Chuck barely spoke above a whisper. He was keeping his eyes on the crowd of vesters looming around them, watching them with tired, suspicious eyes. "Maybe they don't understand normal English anymore. We might need to talk back to them in customer service lingo or something."

"Why do you think?"

"It's the only thing I've heard since we got here. They only reacted to us when you asked how much the car parts cost."

"Wait right!" Mike spoke up. "SO, we uh- wanted a Price Check on some car parts back at... Customer Service?"

"You have selected Price Check!" Tony clapped his hands together and grinned, and a few of the vesters visibly relaxed. Mike loosened his grip on Chuck and tapped him a few times for reassurance. "Please select your method of payment."

"Oh! No no, I still wanted to browse," Mike added. "Does that make sense? Browse? Shop?
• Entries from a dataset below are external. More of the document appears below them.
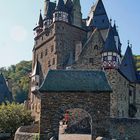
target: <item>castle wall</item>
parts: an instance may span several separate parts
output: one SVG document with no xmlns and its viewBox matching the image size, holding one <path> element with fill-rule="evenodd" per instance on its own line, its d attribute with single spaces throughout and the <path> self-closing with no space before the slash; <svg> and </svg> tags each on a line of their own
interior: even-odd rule
<svg viewBox="0 0 140 140">
<path fill-rule="evenodd" d="M 106 70 L 106 74 L 113 90 L 110 100 L 110 116 L 128 117 L 129 82 L 117 70 Z"/>
<path fill-rule="evenodd" d="M 139 140 L 140 120 L 113 118 L 110 120 L 110 135 L 116 140 Z"/>
<path fill-rule="evenodd" d="M 83 42 L 86 31 L 65 22 L 55 22 L 51 27 L 35 38 L 33 64 L 39 60 L 45 77 L 48 69 L 64 69 L 72 53 L 75 54 L 75 42 Z"/>
<path fill-rule="evenodd" d="M 102 69 L 101 51 L 103 38 L 98 30 L 93 31 L 83 46 L 79 59 L 73 65 L 74 69 Z"/>
<path fill-rule="evenodd" d="M 76 26 L 69 25 L 65 22 L 55 23 L 56 50 L 58 69 L 67 66 L 69 59 L 74 60 L 76 42 L 84 42 L 86 40 L 86 31 Z M 70 58 L 71 55 L 71 58 Z"/>
<path fill-rule="evenodd" d="M 109 132 L 106 120 L 110 114 L 110 93 L 50 92 L 41 93 L 41 140 L 57 138 L 59 121 L 67 109 L 79 108 L 90 115 L 92 135 L 100 136 Z M 100 131 L 104 130 L 104 131 Z M 108 134 L 108 133 L 107 133 Z"/>
<path fill-rule="evenodd" d="M 40 120 L 40 108 L 41 108 L 41 100 L 38 96 L 31 93 L 30 97 L 30 108 L 32 112 L 32 116 L 34 117 L 35 121 Z"/>
</svg>

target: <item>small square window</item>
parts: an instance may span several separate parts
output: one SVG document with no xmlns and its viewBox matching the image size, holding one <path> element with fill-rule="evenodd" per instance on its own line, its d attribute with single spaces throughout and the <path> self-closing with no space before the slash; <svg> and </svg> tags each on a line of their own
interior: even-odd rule
<svg viewBox="0 0 140 140">
<path fill-rule="evenodd" d="M 52 64 L 55 65 L 55 58 L 53 58 L 53 62 L 52 62 Z"/>
<path fill-rule="evenodd" d="M 47 55 L 47 54 L 48 54 L 48 50 L 46 49 L 46 50 L 45 50 L 45 55 Z"/>
<path fill-rule="evenodd" d="M 40 54 L 40 58 L 43 58 L 43 52 L 41 52 L 41 54 Z"/>
<path fill-rule="evenodd" d="M 51 61 L 50 61 L 50 60 L 48 61 L 48 66 L 49 66 L 49 67 L 51 66 Z"/>
<path fill-rule="evenodd" d="M 93 58 L 89 58 L 89 63 L 94 63 L 94 59 Z"/>
<path fill-rule="evenodd" d="M 112 60 L 113 61 L 117 61 L 117 57 L 116 56 L 112 56 Z"/>
<path fill-rule="evenodd" d="M 132 90 L 129 90 L 129 96 L 132 96 Z"/>
<path fill-rule="evenodd" d="M 103 57 L 103 61 L 107 61 L 107 56 L 104 56 Z"/>
<path fill-rule="evenodd" d="M 51 46 L 51 52 L 53 52 L 53 50 L 54 50 L 54 46 Z"/>
</svg>

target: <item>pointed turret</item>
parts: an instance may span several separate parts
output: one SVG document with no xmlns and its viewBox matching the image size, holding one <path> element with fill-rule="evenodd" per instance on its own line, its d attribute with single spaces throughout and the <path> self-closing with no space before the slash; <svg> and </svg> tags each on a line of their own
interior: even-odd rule
<svg viewBox="0 0 140 140">
<path fill-rule="evenodd" d="M 116 47 L 113 28 L 111 26 L 102 50 L 102 61 L 104 69 L 116 69 L 120 63 L 120 56 Z"/>
<path fill-rule="evenodd" d="M 82 13 L 80 0 L 73 0 L 73 25 L 82 27 Z"/>
<path fill-rule="evenodd" d="M 113 33 L 113 28 L 110 27 L 108 31 L 108 35 L 105 41 L 105 45 L 103 48 L 103 52 L 115 52 L 118 53 L 116 44 L 115 44 L 115 39 L 114 39 L 114 33 Z"/>
<path fill-rule="evenodd" d="M 134 57 L 129 44 L 119 67 L 119 70 L 130 82 L 137 81 Z"/>
<path fill-rule="evenodd" d="M 72 9 L 73 9 L 73 2 L 72 0 L 67 0 L 65 3 L 66 11 L 68 13 L 69 23 L 72 23 Z"/>
<path fill-rule="evenodd" d="M 50 3 L 50 0 L 44 0 L 44 17 L 47 16 L 49 3 Z"/>
<path fill-rule="evenodd" d="M 32 71 L 31 75 L 31 91 L 35 92 L 39 89 L 40 86 L 40 72 L 41 72 L 41 65 L 37 60 Z"/>
<path fill-rule="evenodd" d="M 41 12 L 40 12 L 40 16 L 39 16 L 38 26 L 41 27 L 41 28 L 43 28 L 43 17 L 42 17 Z"/>
<path fill-rule="evenodd" d="M 33 29 L 36 32 L 36 36 L 38 36 L 43 31 L 43 17 L 40 10 L 40 16 L 37 27 Z"/>
<path fill-rule="evenodd" d="M 44 2 L 44 29 L 47 29 L 53 21 L 53 12 L 55 11 L 56 3 L 45 0 Z"/>
<path fill-rule="evenodd" d="M 118 53 L 120 54 L 120 57 L 121 57 L 121 42 L 120 42 L 120 37 L 119 37 L 119 34 L 118 34 L 118 31 L 117 31 L 117 27 L 116 27 L 116 24 L 114 23 L 114 26 L 113 26 L 113 33 L 114 33 L 114 39 L 115 39 L 115 42 L 116 42 L 116 47 L 118 49 Z"/>
<path fill-rule="evenodd" d="M 109 19 L 102 0 L 98 0 L 97 3 L 92 6 L 87 19 L 87 26 L 92 26 L 98 29 L 109 28 Z"/>
<path fill-rule="evenodd" d="M 58 0 L 58 3 L 53 13 L 53 22 L 55 21 L 64 21 L 68 22 L 68 13 L 64 4 L 64 0 Z"/>
<path fill-rule="evenodd" d="M 63 11 L 63 12 L 66 11 L 64 0 L 58 0 L 57 6 L 56 6 L 56 10 Z"/>
</svg>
Price Match Compare or whatever?"

"Yes!"

"Yes! Good, awesome!" He was getting the hang of this! Retail talk wasn't so bad. "So, we good? Got a... shop directory, or anything? You are here?"

"Directory Assistance!" Manager Tony cupped his hands and shouted over his shoulder. "Directory Assistance to Front Desk!"

"All right! We're back on track!" Mike pulled Chuck back into another half-hug. "And I only had to beat 'em up a little bit!"

"And what exactly are you planning on shopping for?" Chuck grumped.

Mike rolled his eyes and smiled. "Whatever we can afford."

"Afford with what?"

"I dunno, maybe that shitty magnet flashlight is worth something."

"You," Chuck grunted, "Are trying to make me mad today. Those are survival supplies!"

"So's the motor oil and tires!" Mike countered. "Besides, if we open up some nice trade today, we can come back later, and with a better idea of the stuff they want to trade for."

"This is going way too fast-"

"Only for you, Chuck. We'll be fine." Mike tousled his hair. Chuck bat his hands away and stood off to huff and pout with his arms crossed. Mike laughed. Chuck was just being a baby; he'd get over it once they were out of here with swag.

Directory Assistance came from the back: a short, round young gray woman with blond ratty hair in high pigtails and a green vest. Her plump lips were dry and chapped, and she stared out at Chuck from behind ragged bangs for a few long seconds before noisily licking and smacking her lips together. She didn't wear a nametag. Chuck quickly pulled out of his pout to hide behind Mike, and Mike had to force his grin a little.

At the very least, they'd get the shopping done. He hoped ROTH was okay back with the gang. He wondered how they were doing.